Yes, although fossils of a human nature, prehistoric hominids, have been discovered in various places around the world, there is consensus in the scientific community that the original human, per se, came from the great apes of Africa. It is only when the chimpanzee branches into Australopithecus afarensis that the evolution that leads us to ourselves begins in earnest. In these times, when the developed world is giving up on this continent and may yet abandon it, it is perhaps proper for Africa to remind humankind, if not of where it is headed, then at least of where it has come from.
This, of course, is an ideological goal and not a scientific one, admits the eloquent speaker to the white visitor, yet in the end a modest goal, not a revolution, for in any case we remain obligated to evolutionary science, and ideology is merely a frosting that can be scraped off. Indeed, evolution itself is not a revolution but rather a process of transmission, like a relay race. Chimpanzees are still running around the world with no intention of turning into humans, but five to seven million years ago one chimp was born who handed down something new to its descendants. And one of those descendants passed this same something, with a minor addition, to its own offspring. And what is this "something"? One may call it a new trait, physical or mental. Trait of course is an imprecise literary word, but there is none better to explain the whole matter. Because what it describes might be an extra wisdom tooth, or a twisted one, or a more rounded design of the hip joint, or a keener, subtler sense of smell that increases the animal's curiosity about its environment.
The various transmitters of this trait, continues the Ugandan archaeologist in his superb English, were not aware of what they passed along of themselves, nor what this transmission would lead to. They remained bound and loyal to their own kind, to their existence as apes of various species, most of which became extinct over time. But what they handed down continued under its own power, to develop or alter from transmission to transmission, now getting stronger and now weaker, sometimes clear and sometimes blurred — until through countless transmissions there gradually arose our primal direct ancestor, the first Homo sapiens, who was human in every regard.
And this development from the chimpanzee was not a highway but rather a road that branched into many byways, and there were relatives who strayed or were expelled from the main road and got stuck in dead-end streets. For example, three and a half million years ago, our family members known as the robust australopithecines, who included Australopithecus boisei, which was discovered right here in East Africa, were cut off from human evolution. They were, to put it bluntly, eating machines, or as they are more fondly known, nut-crackers. A million years ago they became extinct owing to their small and limited brains, which inhibited their culinary flexibility.
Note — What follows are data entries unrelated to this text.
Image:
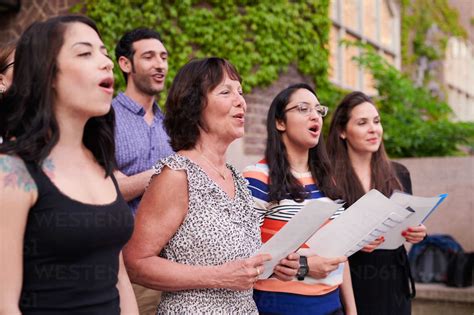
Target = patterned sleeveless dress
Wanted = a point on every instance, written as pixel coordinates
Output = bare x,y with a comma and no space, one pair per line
217,229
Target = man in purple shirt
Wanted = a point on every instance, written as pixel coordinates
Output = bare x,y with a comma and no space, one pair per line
140,139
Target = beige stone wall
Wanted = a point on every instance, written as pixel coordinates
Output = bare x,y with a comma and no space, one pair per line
13,24
452,175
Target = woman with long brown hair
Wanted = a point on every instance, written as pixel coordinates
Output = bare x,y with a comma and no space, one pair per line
296,170
7,52
63,220
380,278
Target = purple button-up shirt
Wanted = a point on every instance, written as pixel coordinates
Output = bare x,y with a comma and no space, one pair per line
138,146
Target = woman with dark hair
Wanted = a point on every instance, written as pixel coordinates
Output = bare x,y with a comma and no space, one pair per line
7,52
296,170
195,229
64,222
380,278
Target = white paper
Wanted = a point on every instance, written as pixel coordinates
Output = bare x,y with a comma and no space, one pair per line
422,206
368,218
296,232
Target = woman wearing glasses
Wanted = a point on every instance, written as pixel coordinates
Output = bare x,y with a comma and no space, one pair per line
296,169
7,53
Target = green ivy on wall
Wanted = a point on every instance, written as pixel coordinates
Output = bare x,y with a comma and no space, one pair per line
261,38
416,123
418,16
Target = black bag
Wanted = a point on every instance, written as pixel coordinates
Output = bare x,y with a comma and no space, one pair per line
430,259
460,270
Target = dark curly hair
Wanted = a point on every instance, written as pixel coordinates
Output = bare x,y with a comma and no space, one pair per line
282,181
28,125
188,96
382,173
125,48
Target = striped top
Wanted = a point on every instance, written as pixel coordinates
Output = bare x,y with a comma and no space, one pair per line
273,216
138,146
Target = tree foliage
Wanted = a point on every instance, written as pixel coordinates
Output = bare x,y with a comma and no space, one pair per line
415,122
262,38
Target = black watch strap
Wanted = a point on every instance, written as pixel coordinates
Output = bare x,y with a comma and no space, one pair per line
304,268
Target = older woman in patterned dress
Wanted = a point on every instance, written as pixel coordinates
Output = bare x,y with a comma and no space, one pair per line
196,230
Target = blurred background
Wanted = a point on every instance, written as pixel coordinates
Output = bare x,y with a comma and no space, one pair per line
416,58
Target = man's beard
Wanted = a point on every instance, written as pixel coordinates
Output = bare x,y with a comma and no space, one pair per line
144,84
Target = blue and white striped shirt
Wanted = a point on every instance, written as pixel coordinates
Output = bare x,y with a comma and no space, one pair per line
138,146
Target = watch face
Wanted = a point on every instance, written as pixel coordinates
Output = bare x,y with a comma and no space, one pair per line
304,269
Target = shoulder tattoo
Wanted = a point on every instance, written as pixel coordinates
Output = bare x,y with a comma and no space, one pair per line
15,174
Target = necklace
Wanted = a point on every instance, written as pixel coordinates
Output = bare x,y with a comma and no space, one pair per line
299,174
222,174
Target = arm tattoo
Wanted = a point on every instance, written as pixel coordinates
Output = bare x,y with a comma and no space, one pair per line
16,175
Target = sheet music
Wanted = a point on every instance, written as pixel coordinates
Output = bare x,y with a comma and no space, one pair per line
368,218
423,207
296,232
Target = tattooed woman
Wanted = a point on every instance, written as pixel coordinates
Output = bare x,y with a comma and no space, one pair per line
63,222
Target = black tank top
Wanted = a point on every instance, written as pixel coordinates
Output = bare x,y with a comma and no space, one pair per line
71,252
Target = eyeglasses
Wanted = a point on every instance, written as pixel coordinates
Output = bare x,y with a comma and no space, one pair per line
306,109
7,66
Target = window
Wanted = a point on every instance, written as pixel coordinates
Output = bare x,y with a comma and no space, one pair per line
376,22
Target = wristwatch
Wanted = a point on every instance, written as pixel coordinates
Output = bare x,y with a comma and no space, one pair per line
304,268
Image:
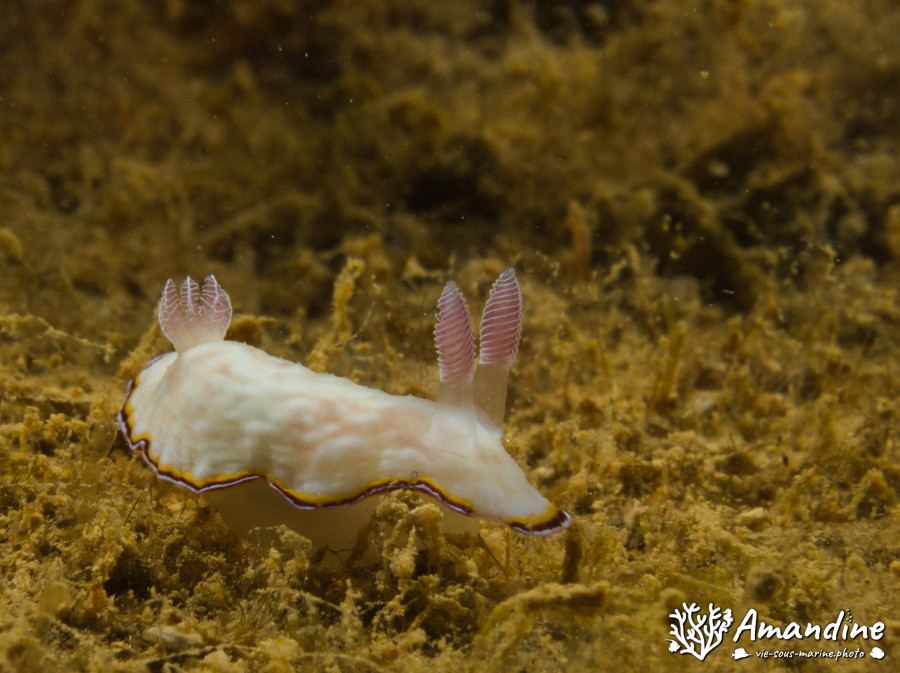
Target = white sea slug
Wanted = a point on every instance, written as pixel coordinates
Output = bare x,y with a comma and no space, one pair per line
218,413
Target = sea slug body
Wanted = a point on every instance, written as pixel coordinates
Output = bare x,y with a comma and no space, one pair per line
217,413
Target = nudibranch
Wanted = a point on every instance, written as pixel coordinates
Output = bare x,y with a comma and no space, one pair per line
217,413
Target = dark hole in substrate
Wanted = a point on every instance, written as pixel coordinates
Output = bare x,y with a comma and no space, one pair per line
129,574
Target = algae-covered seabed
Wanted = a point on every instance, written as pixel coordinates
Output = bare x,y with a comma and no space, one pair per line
702,200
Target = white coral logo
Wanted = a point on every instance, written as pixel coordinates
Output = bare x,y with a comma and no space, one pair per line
698,634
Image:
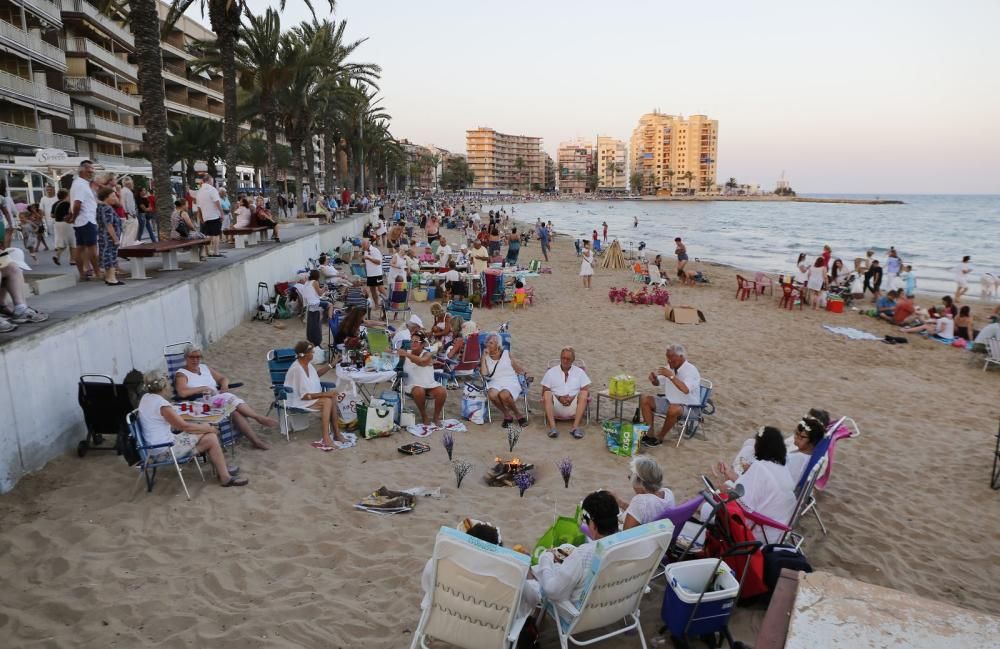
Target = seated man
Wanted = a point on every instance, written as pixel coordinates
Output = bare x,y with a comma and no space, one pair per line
565,390
681,388
12,284
563,579
418,365
530,596
904,310
885,306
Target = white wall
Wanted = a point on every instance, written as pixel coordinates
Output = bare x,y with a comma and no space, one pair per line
39,373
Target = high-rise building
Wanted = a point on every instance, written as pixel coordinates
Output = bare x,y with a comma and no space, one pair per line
673,155
576,166
505,162
609,161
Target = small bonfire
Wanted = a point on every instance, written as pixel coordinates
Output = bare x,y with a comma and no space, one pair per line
504,471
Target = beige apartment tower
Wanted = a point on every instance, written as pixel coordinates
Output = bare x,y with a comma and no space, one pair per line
505,162
674,155
609,161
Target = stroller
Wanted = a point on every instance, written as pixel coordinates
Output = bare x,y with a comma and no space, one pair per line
105,405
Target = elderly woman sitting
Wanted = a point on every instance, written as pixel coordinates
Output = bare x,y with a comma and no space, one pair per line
196,379
418,366
159,420
651,498
503,387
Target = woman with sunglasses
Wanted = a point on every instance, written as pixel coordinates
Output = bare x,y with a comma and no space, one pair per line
307,393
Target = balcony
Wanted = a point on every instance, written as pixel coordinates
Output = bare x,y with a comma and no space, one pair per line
102,57
31,46
106,127
103,22
34,137
43,8
91,91
19,88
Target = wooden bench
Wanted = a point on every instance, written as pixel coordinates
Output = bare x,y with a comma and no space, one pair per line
167,250
244,237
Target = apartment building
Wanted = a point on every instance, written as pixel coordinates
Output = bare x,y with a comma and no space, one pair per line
505,162
675,155
576,166
610,163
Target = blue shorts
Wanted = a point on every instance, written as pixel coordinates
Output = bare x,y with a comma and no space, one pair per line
86,235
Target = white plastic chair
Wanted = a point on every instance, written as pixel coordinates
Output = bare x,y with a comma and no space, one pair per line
476,594
619,575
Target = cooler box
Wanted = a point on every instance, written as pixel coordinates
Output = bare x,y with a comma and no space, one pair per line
686,581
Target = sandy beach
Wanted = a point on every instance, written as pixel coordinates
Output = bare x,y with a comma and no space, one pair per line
89,560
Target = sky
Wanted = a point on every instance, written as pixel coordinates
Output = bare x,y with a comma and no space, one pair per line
883,97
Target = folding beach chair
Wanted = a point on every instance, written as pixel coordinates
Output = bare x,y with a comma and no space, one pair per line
173,354
290,419
147,465
474,603
619,573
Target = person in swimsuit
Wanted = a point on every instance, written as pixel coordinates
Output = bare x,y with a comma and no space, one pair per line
681,252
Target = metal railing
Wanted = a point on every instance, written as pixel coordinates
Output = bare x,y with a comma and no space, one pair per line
48,10
35,47
92,85
101,20
34,137
106,57
35,91
101,125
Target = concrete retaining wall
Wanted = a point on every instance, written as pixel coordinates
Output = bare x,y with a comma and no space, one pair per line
41,418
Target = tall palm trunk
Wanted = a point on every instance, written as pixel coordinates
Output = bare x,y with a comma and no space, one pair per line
329,161
225,19
146,30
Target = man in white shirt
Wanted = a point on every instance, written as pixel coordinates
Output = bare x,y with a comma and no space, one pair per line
565,391
373,270
83,215
563,580
210,204
681,383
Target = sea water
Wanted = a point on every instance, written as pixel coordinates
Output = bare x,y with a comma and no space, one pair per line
931,232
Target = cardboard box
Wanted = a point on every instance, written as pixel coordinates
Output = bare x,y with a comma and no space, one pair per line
682,314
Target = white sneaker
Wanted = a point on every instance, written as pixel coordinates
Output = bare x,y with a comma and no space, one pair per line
29,315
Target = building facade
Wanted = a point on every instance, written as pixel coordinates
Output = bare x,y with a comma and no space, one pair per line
505,162
576,166
610,160
674,155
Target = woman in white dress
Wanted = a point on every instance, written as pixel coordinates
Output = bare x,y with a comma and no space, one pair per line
502,385
651,498
816,278
196,380
587,265
768,486
418,366
308,394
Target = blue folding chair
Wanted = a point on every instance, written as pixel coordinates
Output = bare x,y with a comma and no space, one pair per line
173,354
147,465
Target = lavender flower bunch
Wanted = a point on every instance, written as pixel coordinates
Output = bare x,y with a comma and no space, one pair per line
565,466
523,480
513,434
462,469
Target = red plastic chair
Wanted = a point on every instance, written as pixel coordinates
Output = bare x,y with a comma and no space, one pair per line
789,294
744,287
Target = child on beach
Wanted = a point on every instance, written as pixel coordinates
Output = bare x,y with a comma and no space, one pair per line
909,281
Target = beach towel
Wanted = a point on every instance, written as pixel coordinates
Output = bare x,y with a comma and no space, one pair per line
851,332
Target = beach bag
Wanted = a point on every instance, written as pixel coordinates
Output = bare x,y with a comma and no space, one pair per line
474,405
564,530
375,419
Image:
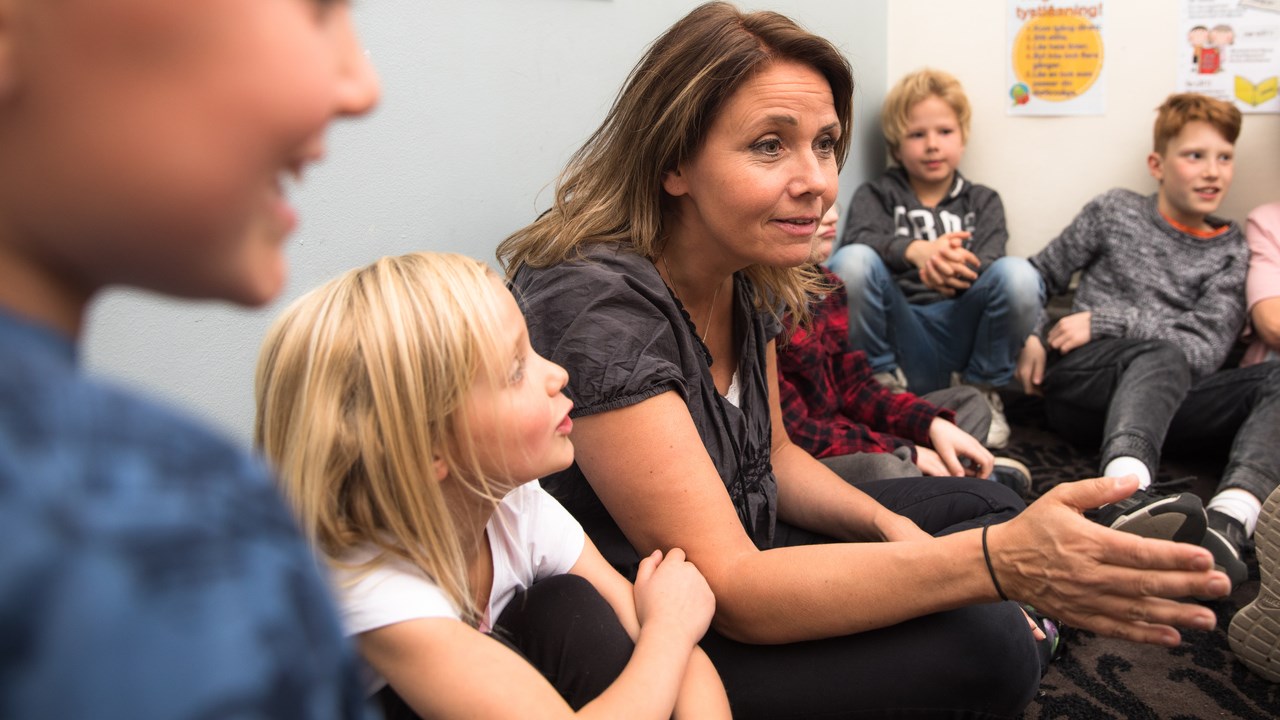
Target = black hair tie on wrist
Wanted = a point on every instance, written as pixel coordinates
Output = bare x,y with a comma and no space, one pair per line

"Eating machines?" Yirmiyahu loves the expression.
"Yes, they had faces the size of dinner plates and huge jawbones, but they were vegetarians nonetheless."
Here the team leader interrupts the flow of his colleague's lecture before it strays farther still from the main path. The food is growing cold, and this communal meal must be concluded honorably. Later on we will be able to show our guest some of the fossils we have found.
The food suits the Israeli woman's palate, and she heaps warm praise upon the chefs and does not decline a second helping.
And at the meal's end, after the remains have been cleared away, the truths unearthed in this remote volcanic canyon can finally be made tangible for the visitor. On the table are arrayed not sweets but a dessert of highly significant fossils: A fragment of a huge lower jawbone, with two big teeth still planted in it. Two great eye sockets in a section of skull. A twisted hipbone from which a world of knowledge might be derived.
Now the Ugandan is joined by the Kenyan and Ghanian, who assist him in explaining the dramatic importance of the bones. Daniela senses, with pleasure, not only their desire to share this chance to show off their accomplishments to a stranger willing to express interest for an hour or so but also their hunger for mature, womanly, motherly protection. She therefore takes pains not to miss a single word and to encourage the speakers with nods of agreement. And even as millions of years of anthropology are jumbled between the jaws of an eating machine, with the empty eyes of a prehistoric ape looking on in wide amazement, she steals a glance at her brother-in-law to see if he is working as hard as she is to follow the explanations. But the newly exposed skull of the old man is facing the fire, his eyes fixed on the flame, and his illuminated face wears an expression of sorrow.
Again the Tanzanian team leader is compelled to exert his authority. That's enough for now, he tells his friends. If we want our guest to remember anything, let us not burden her with too many dates and fossils. Although she is here for only a short visit, perhaps we will be fortunate enough to see her again. Daniela can sense the disappointment of the speakers, whose opportunity to impress a woman has been cut short, and therefore, before departing, she turns to them with a challenging question, but one surely in keeping with the spirit of the times: Here you are a purely African group, a team of black men, and this is an honorable scientific accomplishment; but why have you not thought to include a woman?
"We do have a woman among us," they protest, "an Arab paleontologist. Please, come and meet her."
They lead her to the infirmary tent, where Sijjin Kuang sits beside a cot on which lies a light-skinned young woman with delicate features. She is introduced as Zohara al-Ukbi, a North African Arab, and she smiles through her pain at the unexpected visitor, extending to her a fevered hand.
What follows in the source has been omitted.